Vanaf wanneer?
Van curatief naar palliatief
Palliatieve zorgverlening is aan de orde zodra behandelingen die op genezing gericht zijn niet of niet meer genoeg helpen om de ziekte te bestrijden. Afhankelijk van de situatie, kan dagen, weken, maanden of jaren palliatieve zorgverlening vereist zijn.
De curatieve fase van de behandeling (waarbij het doel de genezing van de ziekte is) gaat soms acuut, maar veelal langzaam over in de palliatieve fase. Het onderscheid tussen de fases is bij de ziekte kanker duidelijker dan bij bijvoorbeeld hartfalen. Bij kanker is er na de diagnose meestal eerst een (korte of lange) periode waarin patiënten een op genezing gerichte behandeling volgen.
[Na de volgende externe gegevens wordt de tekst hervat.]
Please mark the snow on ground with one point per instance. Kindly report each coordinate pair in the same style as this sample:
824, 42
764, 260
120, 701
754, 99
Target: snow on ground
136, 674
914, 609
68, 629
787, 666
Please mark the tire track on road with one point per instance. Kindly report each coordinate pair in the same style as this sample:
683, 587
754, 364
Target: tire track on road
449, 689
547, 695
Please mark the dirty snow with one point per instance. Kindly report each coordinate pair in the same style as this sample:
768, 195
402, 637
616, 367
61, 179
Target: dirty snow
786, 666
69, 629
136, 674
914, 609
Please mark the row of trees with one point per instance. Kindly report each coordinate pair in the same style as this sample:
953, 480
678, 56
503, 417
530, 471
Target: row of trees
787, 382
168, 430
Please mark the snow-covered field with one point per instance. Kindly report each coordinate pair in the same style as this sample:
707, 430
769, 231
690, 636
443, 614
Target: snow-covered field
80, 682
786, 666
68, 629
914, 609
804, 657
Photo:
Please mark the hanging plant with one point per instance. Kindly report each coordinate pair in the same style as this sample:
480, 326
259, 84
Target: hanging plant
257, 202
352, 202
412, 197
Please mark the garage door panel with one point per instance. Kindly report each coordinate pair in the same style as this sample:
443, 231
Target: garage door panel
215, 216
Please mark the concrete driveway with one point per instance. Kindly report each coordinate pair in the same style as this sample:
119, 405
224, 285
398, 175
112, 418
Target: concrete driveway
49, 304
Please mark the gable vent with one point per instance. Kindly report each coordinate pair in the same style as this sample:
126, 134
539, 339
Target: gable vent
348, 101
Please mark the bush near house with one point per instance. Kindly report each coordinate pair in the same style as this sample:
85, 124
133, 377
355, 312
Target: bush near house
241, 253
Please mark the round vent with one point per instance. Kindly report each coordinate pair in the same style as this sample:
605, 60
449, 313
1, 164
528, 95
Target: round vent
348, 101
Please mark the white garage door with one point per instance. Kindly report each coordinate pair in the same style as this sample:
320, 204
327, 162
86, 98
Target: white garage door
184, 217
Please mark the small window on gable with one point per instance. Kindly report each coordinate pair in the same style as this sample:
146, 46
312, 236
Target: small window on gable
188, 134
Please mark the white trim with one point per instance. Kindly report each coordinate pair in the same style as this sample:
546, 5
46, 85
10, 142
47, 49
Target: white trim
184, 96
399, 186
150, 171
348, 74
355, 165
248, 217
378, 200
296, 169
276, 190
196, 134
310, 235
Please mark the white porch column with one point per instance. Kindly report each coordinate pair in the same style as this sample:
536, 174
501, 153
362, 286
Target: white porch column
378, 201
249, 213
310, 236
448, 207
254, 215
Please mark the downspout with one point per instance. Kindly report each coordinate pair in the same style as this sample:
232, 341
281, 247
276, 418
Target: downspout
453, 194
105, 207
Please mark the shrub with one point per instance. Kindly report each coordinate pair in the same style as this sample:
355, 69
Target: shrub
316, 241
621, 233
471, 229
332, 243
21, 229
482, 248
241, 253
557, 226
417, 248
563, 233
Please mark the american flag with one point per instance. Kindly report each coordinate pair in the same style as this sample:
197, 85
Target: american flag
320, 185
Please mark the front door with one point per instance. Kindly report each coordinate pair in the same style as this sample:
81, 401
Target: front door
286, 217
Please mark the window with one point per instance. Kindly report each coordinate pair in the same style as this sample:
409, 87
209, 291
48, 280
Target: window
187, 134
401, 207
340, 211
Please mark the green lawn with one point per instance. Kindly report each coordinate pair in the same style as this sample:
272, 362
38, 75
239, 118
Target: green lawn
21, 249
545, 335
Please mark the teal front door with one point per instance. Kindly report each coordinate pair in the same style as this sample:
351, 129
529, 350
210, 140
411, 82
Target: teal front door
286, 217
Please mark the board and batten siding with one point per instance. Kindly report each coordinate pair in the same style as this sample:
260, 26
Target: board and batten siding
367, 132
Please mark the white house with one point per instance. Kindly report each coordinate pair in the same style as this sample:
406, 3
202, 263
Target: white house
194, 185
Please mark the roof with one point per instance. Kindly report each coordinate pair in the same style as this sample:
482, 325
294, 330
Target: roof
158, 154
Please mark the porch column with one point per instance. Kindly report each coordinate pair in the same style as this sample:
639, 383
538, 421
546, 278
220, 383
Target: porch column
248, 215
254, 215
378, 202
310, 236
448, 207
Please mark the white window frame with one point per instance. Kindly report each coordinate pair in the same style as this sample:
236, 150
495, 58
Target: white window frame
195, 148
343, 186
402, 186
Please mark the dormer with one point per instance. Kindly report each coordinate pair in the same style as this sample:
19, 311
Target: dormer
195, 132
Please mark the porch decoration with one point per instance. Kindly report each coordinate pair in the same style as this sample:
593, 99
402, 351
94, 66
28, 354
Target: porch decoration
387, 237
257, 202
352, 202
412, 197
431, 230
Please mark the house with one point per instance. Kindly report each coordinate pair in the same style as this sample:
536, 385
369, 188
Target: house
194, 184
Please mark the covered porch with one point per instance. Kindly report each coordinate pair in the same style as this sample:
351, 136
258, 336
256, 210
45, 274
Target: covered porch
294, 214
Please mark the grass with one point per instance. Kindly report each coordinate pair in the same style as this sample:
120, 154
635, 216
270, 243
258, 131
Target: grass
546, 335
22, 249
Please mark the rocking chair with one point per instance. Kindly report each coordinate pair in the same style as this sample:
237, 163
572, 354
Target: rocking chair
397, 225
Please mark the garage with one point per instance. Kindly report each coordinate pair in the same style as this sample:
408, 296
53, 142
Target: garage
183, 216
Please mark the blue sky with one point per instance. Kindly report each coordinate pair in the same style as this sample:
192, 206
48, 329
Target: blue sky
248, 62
De ziekte kan dankzij de curatieve ingrepen zelfs ‘verdwijnen’.
De palliatieve fase bij de ziekte kanker treedt in als de op genezing gerichte behandelingen niet aanslaan en de ziekte ongeneeslijk blijkt. Bij mensen die een andere ongeneeslijke ziekte dan kanker hebben, is het startpunt van de palliatieve fase minder duidelijk. Bij hartfalen bijvoorbeeld ligt het startpunt soms in stadium III van de ziekte, soms in stadium IV. Eén en ander is afhankelijk van de klachten van de patiënt. Dat geldt ook voor de longziekte COPD. Ook hierbij is het niet altijd duidelijk of de palliatieve fase in stadium III of IV van de ziekte begint. Er zijn ook ziekten waarbij de start van de palliatieve fase zelfs samenvalt met de diagnose: voor sommige ziekten (zoals dementie en ALS bijvoorbeeld) bestaat in feite geen andere behandeling dan een palliatieve.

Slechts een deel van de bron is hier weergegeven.